I used to be a TV news junkie. When I lived in Los Angeles in the mid '80s, the three network newscasts came on back to back, and I watched each until one night I decided that Peter Jennings did the best job of presenting the news thoughtfully and objectively.
For the rest of the '80s, and then through
the '90s and early '00s, I continued to watch ABC News regularly, but then Peter
died and Charlie retired, and as much as I like Dianne and George, ABC is owned
by Disney and they have to compete with Fox, et al., entertainment trumps objectivity, and
no one seems to know what fair and balanced really means.
I
rarely watch television news anymore, preferring to get real and reliable news
from The Economist or The Christian Science Monitor, but
occasionally, like tonight, I do, and, I still tend to default to ABC. They are doing a series called Hunger at Home: Crisis in
America, and the segment I caught, "More
Americans in Their 50s Facing Hunger," profiled a "hungry"
50-something couple dealing with illness and job loss.
We tend to eat dinner on TV trays while watching the news if we are home early enough, but definitely Wheel of Fortune and Jeopardy (are gay couples really so different from straight couples?).
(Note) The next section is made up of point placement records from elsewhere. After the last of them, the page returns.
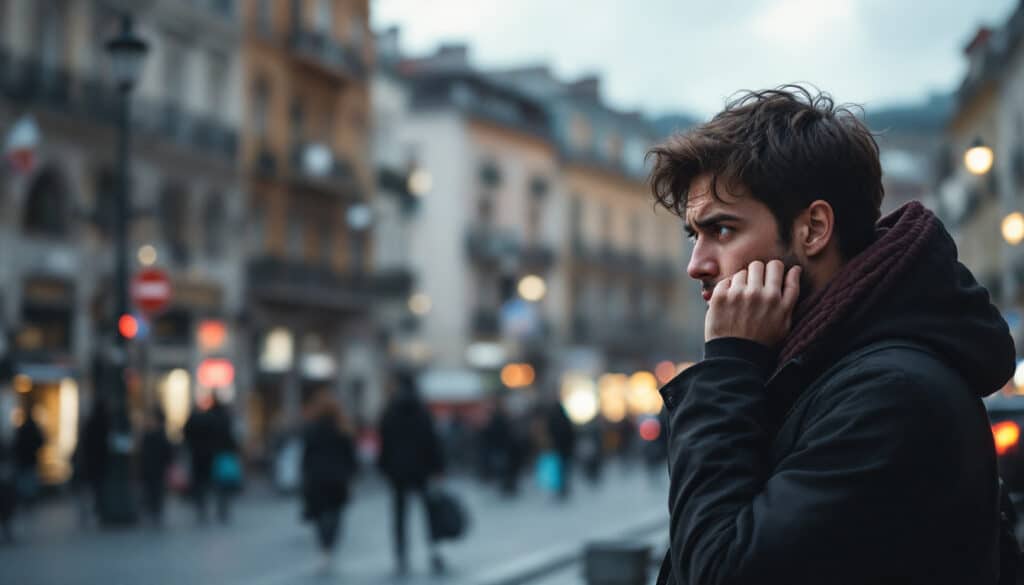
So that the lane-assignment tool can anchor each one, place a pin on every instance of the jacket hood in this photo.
(912, 287)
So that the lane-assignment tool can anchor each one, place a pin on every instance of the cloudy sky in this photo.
(664, 55)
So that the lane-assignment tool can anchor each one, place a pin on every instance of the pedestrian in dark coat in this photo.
(94, 447)
(208, 433)
(156, 455)
(563, 436)
(28, 441)
(834, 431)
(411, 455)
(502, 450)
(328, 467)
(8, 494)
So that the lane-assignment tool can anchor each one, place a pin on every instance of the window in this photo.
(576, 218)
(103, 27)
(215, 219)
(485, 208)
(51, 28)
(257, 228)
(173, 218)
(327, 243)
(217, 84)
(47, 207)
(580, 132)
(324, 22)
(104, 201)
(264, 18)
(260, 107)
(298, 122)
(295, 235)
(174, 70)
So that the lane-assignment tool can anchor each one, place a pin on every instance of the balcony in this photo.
(392, 284)
(488, 246)
(485, 323)
(316, 168)
(291, 283)
(265, 164)
(325, 53)
(538, 257)
(30, 82)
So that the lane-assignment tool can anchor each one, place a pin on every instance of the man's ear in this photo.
(814, 228)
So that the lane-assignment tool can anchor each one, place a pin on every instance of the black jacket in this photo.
(873, 464)
(411, 450)
(328, 466)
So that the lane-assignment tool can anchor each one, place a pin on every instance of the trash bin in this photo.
(615, 562)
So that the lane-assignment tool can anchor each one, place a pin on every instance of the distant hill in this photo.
(671, 123)
(930, 116)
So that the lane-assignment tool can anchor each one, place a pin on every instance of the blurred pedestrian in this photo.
(156, 455)
(208, 435)
(411, 456)
(28, 441)
(502, 449)
(8, 493)
(591, 452)
(834, 431)
(563, 437)
(92, 455)
(328, 467)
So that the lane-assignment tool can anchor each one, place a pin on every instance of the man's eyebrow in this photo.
(712, 219)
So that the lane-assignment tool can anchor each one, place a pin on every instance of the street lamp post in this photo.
(127, 52)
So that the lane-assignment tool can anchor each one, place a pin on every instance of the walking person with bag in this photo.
(28, 441)
(226, 470)
(410, 457)
(328, 467)
(156, 455)
(214, 460)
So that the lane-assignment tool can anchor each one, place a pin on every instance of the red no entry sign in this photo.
(151, 290)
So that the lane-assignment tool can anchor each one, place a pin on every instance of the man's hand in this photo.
(754, 304)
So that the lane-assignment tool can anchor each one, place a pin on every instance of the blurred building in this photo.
(531, 234)
(989, 112)
(911, 144)
(56, 270)
(627, 284)
(309, 174)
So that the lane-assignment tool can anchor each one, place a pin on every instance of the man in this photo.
(834, 431)
(411, 456)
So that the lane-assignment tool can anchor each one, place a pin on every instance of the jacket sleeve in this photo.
(824, 509)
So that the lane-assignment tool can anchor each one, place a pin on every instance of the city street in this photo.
(265, 544)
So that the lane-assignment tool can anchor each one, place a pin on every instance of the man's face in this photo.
(728, 234)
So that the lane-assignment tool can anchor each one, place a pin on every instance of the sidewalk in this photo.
(265, 544)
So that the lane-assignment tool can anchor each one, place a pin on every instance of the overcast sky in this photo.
(663, 55)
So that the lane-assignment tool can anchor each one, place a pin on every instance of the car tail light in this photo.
(1007, 434)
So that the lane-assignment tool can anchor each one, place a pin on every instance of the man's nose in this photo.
(701, 266)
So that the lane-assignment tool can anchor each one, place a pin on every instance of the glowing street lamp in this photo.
(1013, 227)
(532, 288)
(979, 158)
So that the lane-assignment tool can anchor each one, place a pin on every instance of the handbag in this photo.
(445, 514)
(227, 469)
(549, 471)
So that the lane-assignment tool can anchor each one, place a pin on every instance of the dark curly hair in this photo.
(786, 148)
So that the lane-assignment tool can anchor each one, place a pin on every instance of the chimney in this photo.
(588, 87)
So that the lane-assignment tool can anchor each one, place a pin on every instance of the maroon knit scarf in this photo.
(900, 242)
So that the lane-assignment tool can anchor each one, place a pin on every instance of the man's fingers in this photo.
(792, 291)
(773, 276)
(738, 280)
(756, 275)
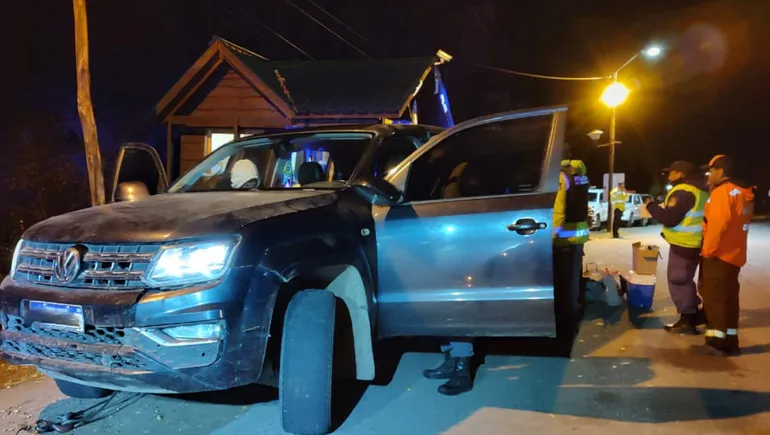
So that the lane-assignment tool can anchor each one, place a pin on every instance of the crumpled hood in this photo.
(175, 216)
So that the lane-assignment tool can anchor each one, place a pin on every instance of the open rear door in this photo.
(469, 251)
(138, 173)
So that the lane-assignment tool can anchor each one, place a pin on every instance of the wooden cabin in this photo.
(233, 92)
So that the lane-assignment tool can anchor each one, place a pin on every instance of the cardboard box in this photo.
(645, 258)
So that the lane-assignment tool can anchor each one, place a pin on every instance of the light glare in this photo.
(653, 51)
(615, 94)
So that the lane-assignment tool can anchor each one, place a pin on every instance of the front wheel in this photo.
(79, 391)
(307, 359)
(597, 223)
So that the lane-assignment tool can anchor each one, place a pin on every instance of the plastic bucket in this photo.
(639, 292)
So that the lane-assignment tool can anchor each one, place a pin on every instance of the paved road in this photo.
(625, 375)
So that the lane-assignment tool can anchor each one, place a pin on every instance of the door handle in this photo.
(527, 226)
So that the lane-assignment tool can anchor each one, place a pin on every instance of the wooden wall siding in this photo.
(232, 98)
(191, 150)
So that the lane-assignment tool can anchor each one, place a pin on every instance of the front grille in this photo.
(111, 360)
(103, 266)
(92, 334)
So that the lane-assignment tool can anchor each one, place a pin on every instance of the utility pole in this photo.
(611, 212)
(85, 107)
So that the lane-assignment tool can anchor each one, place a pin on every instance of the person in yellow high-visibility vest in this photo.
(682, 217)
(570, 233)
(618, 200)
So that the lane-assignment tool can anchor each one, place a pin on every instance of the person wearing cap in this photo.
(618, 198)
(725, 237)
(571, 232)
(681, 215)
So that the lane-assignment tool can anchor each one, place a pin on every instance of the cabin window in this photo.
(216, 139)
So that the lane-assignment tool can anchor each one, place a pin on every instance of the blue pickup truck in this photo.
(282, 258)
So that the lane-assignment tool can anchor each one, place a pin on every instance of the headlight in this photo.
(191, 263)
(15, 258)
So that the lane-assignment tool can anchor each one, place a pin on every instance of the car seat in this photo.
(310, 172)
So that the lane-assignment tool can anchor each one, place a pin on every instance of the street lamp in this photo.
(613, 96)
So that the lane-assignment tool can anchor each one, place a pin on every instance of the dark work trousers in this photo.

Tonight's healthy dinner was curried chicken with carrots and sweet potatoes, brown rice, Tasty Bite Chunky Chick Peas, beet greens, and a nice Rosenblum zinfandel. We settled in and were looking forward to the hunger segment.
Then it started. Usually, I'm the one yelling at the TV, but Jim was in rare form
tonight. Both of us couldn't believe what we were seeing, and he was the
one hurling our horror at the hi-def. How could ABC be profiling two
clearly overweight people in a hunger series?! Were they blind?!
I went to the story at ABC
News to see what others were saying, and we were not alone. The vast
majority of comments reflected our own: ABC, are you effing kidding? Could you not
find a truly hungry family and not just two people with some serious food
dysfunctions? I added my own comment,
but checked back a little while later and saw it had been removed. I didn’t use any foul language, but I did
include a link to The Morton Report.
Maybe their ABC London correspondent, Nick Watt, doesn’t like Andrew,
but I'm guessing I wasn't supposed to put a plug in for TMR or Calorie Ken.
The couple profiled both had undisclosed illnesses, and I tried to give them
the benefit of the doubt—I wondered if their obesity was caused by their
illnesses. I mean, maybe they were just puffy from taking steroids. But, with a refrigerator full of sugar-laden
soda and other empty calories, I knew I was being too kind. A more likely
possibility is that their obesity caused their illnesses, but, what was very
clear is that they didn’t need help paying for food; they needed food
interventions and behavior modification!
Some of the stories in this series are legitimate, and reporter, Steve
Osunsami’s “Reporter’s
Notebook” story about growing up hungry is moving. However, I
can’t imagine what the ABC News producers were thinking when they aired this
segment and then, adding insult to injury, ended it by asking us to give
money to Feeding America. Hunger at home is real, however the crisis in
America is not that people are starving, but that, as a society, we are so
blind to our food dysfunctions that even a respected news organization can't
distinguish between bad habits and real hunger.